La sensación de pérdida de poder comienza a menudo a una edad temprana, y los padres que
han experimentado esa sensación suelen transmitírsela al menos a uno de sus hijos,
probablemente a aquel que tiene rasgos de carácter parecidos y que al padre no le gustan.
Por tanto, los padres pueden evitar las luchas de poder siendo sinceros sobre lo que no
les gusta de sí mismos. Comprenderse a sí mismo a través de la conciencia de uno mismo
mejora nuestra labor como padres.
Para resolver las luchas de poder tome nota de los siguientes consejos:
1. Haga preguntas en lugar de órdenes.
2. Tenga un lugar donde esconderse cuando se desencadene una lucha de poder.

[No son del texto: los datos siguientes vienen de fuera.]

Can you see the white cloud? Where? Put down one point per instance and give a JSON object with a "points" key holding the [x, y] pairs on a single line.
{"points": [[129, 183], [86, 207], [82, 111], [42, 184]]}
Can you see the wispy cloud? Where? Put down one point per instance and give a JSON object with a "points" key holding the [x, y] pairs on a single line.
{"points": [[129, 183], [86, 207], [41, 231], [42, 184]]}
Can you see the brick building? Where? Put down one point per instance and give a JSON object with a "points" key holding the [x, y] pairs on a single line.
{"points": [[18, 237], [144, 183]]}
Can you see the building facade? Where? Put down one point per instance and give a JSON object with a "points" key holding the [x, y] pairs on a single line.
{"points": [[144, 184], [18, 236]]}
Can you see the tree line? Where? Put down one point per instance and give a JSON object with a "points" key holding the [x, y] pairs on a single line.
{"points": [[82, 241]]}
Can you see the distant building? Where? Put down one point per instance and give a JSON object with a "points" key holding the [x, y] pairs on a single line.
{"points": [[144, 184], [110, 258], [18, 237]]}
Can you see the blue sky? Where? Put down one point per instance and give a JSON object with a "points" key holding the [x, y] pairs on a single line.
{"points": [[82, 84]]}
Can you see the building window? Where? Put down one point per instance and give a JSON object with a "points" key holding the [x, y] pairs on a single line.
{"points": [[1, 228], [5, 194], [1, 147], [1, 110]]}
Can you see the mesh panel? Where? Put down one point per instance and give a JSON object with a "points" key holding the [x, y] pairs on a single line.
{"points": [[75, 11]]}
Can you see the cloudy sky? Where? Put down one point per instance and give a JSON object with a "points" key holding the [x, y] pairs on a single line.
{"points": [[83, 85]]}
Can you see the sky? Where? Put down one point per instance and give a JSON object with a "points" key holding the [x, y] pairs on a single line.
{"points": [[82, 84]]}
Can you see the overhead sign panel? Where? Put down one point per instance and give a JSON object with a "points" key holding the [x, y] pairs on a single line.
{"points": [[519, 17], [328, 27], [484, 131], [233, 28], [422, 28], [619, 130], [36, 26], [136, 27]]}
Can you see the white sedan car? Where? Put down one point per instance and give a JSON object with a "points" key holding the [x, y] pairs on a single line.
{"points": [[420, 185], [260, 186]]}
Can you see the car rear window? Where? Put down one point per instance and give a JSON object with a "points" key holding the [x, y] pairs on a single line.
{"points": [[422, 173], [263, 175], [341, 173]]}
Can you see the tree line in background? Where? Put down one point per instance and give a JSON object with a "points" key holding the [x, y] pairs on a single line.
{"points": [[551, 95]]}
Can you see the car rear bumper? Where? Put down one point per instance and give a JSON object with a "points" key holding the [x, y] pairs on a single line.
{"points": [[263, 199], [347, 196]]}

3. Proporcione a su hijo más de una opción para elegir.
4. La persona a quien usted tiene que controlar es a sí mismo, no a su hijo.
5. Soltar una carcajada en mitad de una lucha de poder consigue pararla.
Enfrentarse a una lucha de poder de manera inteligente es el
primer paso para convertirse en mejor padre.
CÓMO ALABAR Y CRITICAR A LOS NIÑOS
Las alabanzas y las críticas son juicios que una persona emite sobre otra. Saber
comunicar dichos juicios mejorará la labor de los padres y su relación con sus hijos.
Elogiar al niño cuando él se lo espera sólo demuestra que el padre está haciendo lo
que "debe" hacer un buen padre. Cuando el niño muestra un trabajo que ha hecho
en el colegio y que él cree que es maravilloso, busca los elogios para reforzar sus
propios sentimientos. Está bien concedérselos, pero es su propia opinión la que debe
guiarle, no el juicio de los padres.
Cuando el niño sabe que ha hecho algo mal y no puede evitar que los padres lo descubran,
la crítica y el castigo posterior ya se han formado en su mente, aunque todavía los
padres no hayan intervenido. El niño sabrá cuando ha hecho algo mal si ha aprendido a
juzgar sus propias actuaciones.
Decir cosas agradables a los niños cuando no se lo esperan tendrá un efecto duradero.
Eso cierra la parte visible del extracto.